I think this is worth trying partly because it’s worth trying for fun, but also because if it’s workable, It may make white 1 chisels viable vs. being a $200 of steel per set novelty. Figure when you are shopping for unobtanium japanese chisels made of white 1 and sold for $2k, you’re probably looking at about $30 of white steel bit the most – maybe less. But when you make solid chisels end to end, the strangely high price of hitachi white starts to bite. I still have to make one solid set of them to squash the nonsense that “it’s laminated to wrought iron because it’s too brittle to use as monosteel”.

And I think I didn’t make it more clear, as I should’ve – 1045 moves much faster under hammer than does 52100 or anything else that I’ve been using in the round. W1 is pretty amenable, but 52100 will definitely build more shoulder and forearm muscle, or in a small power hammer, require more heats. neither of those are quite what I’m looking for in a chisel steel.

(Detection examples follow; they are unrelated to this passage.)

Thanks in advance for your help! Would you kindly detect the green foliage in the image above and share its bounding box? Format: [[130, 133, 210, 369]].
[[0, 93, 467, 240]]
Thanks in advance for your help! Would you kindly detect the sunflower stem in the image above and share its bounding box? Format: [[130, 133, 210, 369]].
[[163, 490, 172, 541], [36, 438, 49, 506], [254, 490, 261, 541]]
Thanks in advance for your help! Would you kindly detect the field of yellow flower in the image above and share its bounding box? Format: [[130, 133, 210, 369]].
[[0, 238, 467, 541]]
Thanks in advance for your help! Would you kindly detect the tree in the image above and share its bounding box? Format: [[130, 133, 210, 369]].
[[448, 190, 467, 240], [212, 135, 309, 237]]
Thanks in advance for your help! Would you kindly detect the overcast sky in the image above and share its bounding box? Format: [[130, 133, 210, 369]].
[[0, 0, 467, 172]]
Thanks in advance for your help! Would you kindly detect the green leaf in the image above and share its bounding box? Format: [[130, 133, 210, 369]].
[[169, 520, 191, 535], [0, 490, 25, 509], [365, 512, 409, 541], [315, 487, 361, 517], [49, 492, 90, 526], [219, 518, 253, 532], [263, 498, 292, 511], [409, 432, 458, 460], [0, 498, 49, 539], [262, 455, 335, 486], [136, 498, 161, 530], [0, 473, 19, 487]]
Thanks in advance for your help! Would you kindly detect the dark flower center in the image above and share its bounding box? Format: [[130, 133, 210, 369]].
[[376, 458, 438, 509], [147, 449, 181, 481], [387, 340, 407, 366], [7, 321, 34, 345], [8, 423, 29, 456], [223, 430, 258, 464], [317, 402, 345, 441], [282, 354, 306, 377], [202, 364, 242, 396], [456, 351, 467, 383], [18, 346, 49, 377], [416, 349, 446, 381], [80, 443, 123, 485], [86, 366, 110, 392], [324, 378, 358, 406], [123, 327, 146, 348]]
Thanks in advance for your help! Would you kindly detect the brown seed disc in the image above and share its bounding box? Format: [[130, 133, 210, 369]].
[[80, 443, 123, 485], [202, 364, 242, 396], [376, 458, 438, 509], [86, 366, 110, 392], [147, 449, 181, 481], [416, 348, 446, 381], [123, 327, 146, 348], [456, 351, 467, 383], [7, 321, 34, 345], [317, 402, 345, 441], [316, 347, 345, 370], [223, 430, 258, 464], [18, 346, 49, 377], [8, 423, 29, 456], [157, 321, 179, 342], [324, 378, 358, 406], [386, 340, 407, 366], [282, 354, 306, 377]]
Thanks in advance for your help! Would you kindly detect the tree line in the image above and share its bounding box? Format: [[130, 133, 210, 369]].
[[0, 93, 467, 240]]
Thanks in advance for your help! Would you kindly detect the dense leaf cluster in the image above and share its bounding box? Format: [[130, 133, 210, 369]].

If this works, the only drawback is the 1045 steel may end up at 55 hardness while the cutting edge is 65. I don’t think there will be much there to see in terms of lamination line, but at least the chisel body itself will not flex as much and chance breaking at the butt end of the forge weld – exactly how I’ve broken two different laminated chisels in the past. I’ve never broken a solid steel chisel that I can recall.